収入だけで老後が安泰になるわけではありません。家計の金融行動に関する世論調査によると、年収500〜750万円の世帯でも約17%が金融資産ゼロです。老後に必要な資金は公的年金との差額で概算すると2,000〜3,000万円以上とも言われており、「収入が高い=将来安泰」は成立しません

Q. 医療従事者が「なんとかなってる」から抜け出すための最初の一手は何ですか?

最初の一手は「固定費の合計を紙に書き出すこと」です。住居費・保険料・通信費・サブスクの合計を把握するだけで、見直せる金額の大きさに驚く方がほとんどです。次に、その節約分をNISAの自動積立に設定すれば、「なんとかなってる」から「確実に増えている」への第一歩が完成します。

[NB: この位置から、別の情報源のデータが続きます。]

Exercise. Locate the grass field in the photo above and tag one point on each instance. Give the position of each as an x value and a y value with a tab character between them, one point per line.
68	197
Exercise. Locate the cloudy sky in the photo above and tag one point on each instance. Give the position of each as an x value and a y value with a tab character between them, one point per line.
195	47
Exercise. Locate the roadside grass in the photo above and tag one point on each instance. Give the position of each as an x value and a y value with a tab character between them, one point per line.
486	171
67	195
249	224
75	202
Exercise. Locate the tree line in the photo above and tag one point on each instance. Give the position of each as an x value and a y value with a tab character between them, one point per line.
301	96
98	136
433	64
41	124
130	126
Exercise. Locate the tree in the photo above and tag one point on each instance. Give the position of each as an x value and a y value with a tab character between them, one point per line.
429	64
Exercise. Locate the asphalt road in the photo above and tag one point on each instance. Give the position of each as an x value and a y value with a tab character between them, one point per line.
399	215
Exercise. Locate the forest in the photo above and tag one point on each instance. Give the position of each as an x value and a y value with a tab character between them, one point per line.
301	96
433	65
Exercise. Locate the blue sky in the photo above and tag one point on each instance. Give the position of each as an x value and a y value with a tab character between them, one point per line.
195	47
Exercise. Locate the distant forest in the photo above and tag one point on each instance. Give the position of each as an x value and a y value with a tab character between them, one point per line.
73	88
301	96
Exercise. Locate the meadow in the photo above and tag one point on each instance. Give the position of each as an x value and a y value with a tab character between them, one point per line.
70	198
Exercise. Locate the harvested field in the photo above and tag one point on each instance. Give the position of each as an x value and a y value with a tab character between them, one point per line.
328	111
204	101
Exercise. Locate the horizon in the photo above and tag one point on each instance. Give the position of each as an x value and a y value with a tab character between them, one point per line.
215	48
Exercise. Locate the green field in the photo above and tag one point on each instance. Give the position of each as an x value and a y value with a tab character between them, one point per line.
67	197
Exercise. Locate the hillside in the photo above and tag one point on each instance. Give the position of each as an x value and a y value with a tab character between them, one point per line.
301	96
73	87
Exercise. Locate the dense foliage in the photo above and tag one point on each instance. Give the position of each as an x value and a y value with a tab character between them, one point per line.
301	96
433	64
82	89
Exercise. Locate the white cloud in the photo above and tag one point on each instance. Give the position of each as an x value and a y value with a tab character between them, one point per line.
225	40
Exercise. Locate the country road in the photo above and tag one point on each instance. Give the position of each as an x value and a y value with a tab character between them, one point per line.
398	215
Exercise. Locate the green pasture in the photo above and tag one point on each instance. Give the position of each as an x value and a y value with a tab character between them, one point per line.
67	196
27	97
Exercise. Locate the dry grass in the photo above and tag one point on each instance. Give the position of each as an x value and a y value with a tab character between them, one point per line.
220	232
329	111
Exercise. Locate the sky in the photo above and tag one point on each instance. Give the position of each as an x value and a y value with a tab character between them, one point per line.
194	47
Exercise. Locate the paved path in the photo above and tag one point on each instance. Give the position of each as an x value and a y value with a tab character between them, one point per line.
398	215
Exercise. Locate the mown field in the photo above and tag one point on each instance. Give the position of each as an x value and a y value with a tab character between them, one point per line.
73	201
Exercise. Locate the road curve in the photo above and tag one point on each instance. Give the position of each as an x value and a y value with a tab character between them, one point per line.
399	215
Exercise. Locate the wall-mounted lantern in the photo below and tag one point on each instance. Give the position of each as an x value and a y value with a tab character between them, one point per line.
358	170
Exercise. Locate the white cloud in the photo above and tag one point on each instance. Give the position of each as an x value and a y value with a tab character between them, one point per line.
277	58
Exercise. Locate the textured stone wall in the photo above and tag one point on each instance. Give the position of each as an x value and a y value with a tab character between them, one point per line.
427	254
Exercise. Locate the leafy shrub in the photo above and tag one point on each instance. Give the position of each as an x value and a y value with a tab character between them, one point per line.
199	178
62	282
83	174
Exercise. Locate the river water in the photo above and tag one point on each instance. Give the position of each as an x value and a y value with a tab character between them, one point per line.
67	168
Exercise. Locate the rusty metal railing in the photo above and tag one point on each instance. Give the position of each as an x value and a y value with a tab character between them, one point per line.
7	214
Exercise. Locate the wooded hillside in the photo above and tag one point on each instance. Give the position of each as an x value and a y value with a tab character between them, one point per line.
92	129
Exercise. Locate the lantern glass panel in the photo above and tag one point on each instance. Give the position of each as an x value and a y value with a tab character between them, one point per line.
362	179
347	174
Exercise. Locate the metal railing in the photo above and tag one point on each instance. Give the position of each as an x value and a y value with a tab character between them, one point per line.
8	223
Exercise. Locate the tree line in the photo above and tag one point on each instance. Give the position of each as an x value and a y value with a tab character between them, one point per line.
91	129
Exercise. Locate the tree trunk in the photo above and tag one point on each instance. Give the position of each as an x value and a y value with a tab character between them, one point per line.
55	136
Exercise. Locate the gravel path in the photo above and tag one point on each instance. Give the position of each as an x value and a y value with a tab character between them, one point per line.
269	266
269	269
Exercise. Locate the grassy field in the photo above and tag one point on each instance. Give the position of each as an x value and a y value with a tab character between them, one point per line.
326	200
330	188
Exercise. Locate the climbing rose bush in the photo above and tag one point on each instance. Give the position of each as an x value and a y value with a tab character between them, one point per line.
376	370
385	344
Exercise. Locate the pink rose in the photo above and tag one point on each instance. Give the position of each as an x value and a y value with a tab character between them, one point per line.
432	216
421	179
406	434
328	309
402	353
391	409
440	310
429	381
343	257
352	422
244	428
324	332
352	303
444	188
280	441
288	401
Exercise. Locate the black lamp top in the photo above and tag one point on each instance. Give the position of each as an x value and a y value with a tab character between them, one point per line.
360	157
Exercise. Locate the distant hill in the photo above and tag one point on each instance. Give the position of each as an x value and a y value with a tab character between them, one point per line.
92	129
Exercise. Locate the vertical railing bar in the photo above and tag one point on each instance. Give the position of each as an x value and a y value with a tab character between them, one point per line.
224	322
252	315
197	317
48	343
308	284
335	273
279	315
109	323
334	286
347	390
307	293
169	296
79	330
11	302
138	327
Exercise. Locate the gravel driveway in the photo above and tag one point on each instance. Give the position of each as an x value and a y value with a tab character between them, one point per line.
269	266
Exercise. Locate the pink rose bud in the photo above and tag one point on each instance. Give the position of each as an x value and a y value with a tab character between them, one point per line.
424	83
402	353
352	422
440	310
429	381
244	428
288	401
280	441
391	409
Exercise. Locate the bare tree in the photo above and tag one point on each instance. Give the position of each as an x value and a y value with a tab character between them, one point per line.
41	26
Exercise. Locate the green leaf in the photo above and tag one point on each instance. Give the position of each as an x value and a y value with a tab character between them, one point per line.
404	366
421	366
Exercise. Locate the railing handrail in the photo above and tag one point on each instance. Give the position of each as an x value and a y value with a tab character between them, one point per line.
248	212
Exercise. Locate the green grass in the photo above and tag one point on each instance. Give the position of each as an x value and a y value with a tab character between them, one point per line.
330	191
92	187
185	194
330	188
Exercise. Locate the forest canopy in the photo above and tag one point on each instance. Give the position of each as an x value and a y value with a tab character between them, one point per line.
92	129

Q. Aさんのように親の持ち家に住めない場合、どう家計を設計すればいいですか?

住居費がかかる場合、手取り収入のうち住居費の上限は25〜30%以内を目安にすることが推奨されています。たとえば手取り月収35万円なら、家賃上限は約8.8〜10.5万円が目安です。この枠内で住まいを選び、レジャー・外食などの変動費をその分コンパクトに設計することで、Aさんと同等の貯蓄ペースを実現できます。

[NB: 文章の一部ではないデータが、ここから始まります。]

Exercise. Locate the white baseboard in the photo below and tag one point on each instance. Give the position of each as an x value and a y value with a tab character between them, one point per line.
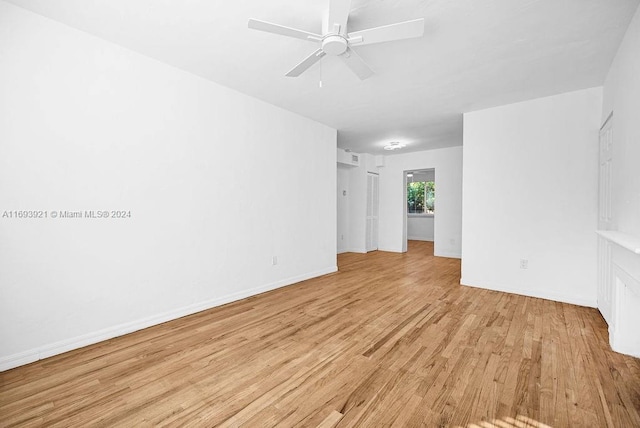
558	297
66	345
419	238
449	254
357	250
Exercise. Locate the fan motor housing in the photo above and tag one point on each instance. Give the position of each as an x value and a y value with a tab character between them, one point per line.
334	45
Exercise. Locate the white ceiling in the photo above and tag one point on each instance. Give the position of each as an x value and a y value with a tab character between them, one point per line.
474	54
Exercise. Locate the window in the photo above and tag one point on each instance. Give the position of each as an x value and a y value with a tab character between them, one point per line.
421	197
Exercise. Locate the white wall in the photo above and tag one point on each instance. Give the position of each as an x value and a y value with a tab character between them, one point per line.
87	125
448	224
622	97
420	227
343	194
530	192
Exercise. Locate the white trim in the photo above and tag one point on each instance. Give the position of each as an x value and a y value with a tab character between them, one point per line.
66	345
558	297
419	238
448	254
357	250
625	240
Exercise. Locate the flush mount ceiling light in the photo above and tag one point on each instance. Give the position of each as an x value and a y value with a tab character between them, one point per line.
394	145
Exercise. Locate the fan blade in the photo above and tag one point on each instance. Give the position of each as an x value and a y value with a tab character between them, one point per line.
356	64
338	15
306	63
282	30
387	33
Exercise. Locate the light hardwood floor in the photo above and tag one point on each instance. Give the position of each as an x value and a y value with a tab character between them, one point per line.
390	340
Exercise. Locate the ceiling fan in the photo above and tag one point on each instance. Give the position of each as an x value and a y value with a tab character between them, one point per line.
336	41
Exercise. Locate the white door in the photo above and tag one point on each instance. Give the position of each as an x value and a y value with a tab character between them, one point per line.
372	212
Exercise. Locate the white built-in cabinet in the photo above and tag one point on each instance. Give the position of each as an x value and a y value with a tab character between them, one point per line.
372	212
618	260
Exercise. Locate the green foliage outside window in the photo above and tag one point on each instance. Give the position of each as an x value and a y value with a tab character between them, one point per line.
421	197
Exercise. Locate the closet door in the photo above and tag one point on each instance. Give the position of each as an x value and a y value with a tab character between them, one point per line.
372	212
605	222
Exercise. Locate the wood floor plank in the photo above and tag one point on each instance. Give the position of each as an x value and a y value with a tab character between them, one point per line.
389	340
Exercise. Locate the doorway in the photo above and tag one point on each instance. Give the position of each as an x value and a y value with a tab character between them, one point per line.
373	183
419	207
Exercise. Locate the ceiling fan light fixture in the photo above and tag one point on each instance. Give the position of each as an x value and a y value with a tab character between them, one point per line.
395	145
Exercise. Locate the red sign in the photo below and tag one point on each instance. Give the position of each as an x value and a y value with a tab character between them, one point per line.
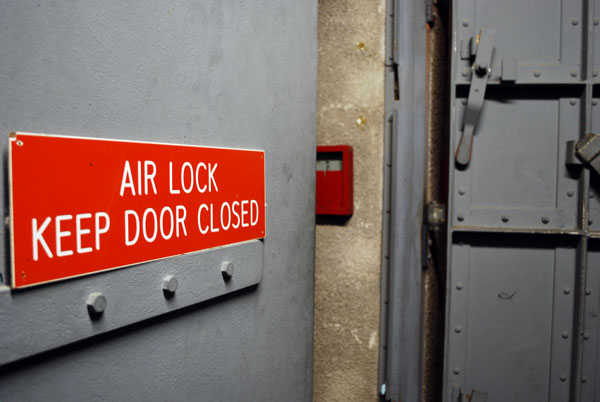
80	206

Q. 「なんとかなってる」感覚が強いのですが、具体的に何から始めれば良いですか?

まず、この記事の診断チェックリストで当てはまる項目を数えてください。3つ以上あれば、①固定費の棚卸し(保険・通信・サブスク)→②NISAの自動積立設定→③iDeCoの加入手続き、の順番で進めることをお勧めします。1つずつ着実に進めることで、「なんとかなってる」から「確実に積み上がっている」家計に変えることができます。

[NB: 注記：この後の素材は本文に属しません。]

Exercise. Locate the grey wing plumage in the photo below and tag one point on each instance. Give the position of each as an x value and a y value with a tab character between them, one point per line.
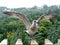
20	16
50	16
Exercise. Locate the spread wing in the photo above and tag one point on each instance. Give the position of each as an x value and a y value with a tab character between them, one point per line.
20	16
50	17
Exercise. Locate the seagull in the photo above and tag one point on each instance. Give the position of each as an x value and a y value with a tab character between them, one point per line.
31	29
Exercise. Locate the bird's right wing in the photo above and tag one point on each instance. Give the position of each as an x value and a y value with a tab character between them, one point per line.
20	16
50	17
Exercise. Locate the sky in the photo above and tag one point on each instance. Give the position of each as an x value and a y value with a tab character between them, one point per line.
27	3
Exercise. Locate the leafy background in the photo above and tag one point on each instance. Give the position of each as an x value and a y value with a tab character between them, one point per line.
12	28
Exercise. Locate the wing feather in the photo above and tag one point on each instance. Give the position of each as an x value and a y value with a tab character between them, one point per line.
20	16
50	17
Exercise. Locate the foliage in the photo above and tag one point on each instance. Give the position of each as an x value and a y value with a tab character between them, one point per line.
12	28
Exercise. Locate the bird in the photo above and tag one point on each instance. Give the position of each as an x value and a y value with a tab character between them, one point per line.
31	29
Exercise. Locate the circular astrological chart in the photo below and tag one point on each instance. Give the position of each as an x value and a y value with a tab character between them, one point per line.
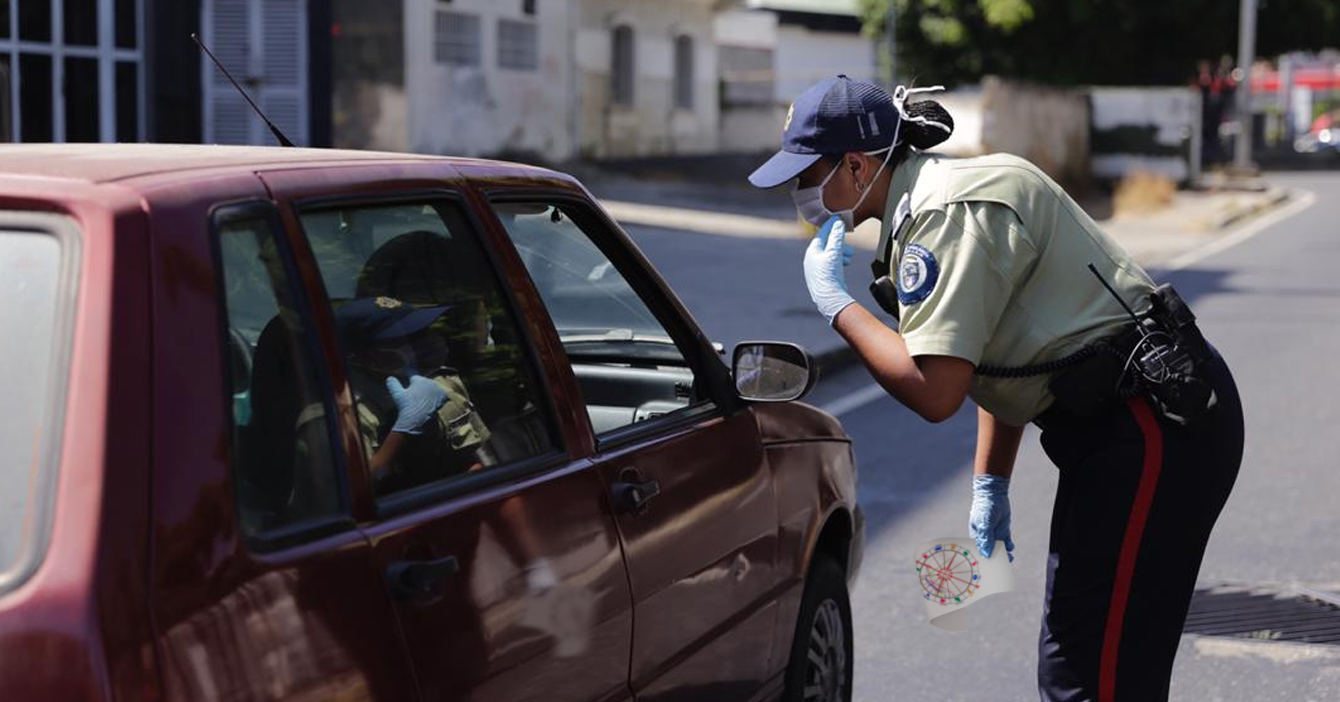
948	574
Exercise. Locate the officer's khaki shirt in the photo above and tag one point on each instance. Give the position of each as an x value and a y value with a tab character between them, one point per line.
992	267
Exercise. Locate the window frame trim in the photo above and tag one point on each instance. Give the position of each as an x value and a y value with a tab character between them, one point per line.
437	492
69	235
303	532
607	239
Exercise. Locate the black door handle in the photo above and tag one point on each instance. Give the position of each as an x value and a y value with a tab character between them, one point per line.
418	579
631	493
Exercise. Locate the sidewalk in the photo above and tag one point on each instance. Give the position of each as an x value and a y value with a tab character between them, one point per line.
733	253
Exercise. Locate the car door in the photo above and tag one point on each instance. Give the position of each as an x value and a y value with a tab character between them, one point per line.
261	584
496	544
692	490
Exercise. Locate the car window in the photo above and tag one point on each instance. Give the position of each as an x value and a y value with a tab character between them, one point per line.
35	284
434	355
626	362
283	465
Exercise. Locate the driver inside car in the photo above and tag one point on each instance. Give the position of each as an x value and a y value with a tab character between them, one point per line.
416	417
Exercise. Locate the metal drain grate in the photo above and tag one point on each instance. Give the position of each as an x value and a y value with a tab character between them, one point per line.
1285	614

まとめ:「なんとかなってる」は出発点、ゴールではない

Aさんの事例から学べる最大の教訓は、「なんとかなってる理由を正確に把握すること」の重要性です。

  • Aさんの「なんとかなってる」は住居費ゼロという外部環境のアドバンテージに支えられており、環境が変われば崩れるリスクがあります。
  • 医療従事者の「なんとかなってる」は高収入という筋力だけで支えられているケースが多く、収入が落ちると即座に破綻するリスクがあります。
  • 固定費の最適化・先取り積立・NISAとiDeCoの活用を今すぐ始めることで、環境変化にも強い「本物の家計」を構築できます。
  • 最も重要なのは「今日、一歩踏み出すこと」です。今のペースが続くと仮定しても、30代・40代に訪れる確実な大きな出費に間に合わない可能性があることを数字が示しています。

「なんとかなってる」は現状を肯定する言葉ではなく、「まだ余地がある」というサインです。年収500万円以上の稼ぐ力をお持ちの医療従事者の皆様には、その力を正しい方向に向ける仕組みをぜひ今日から整えていただければと思います。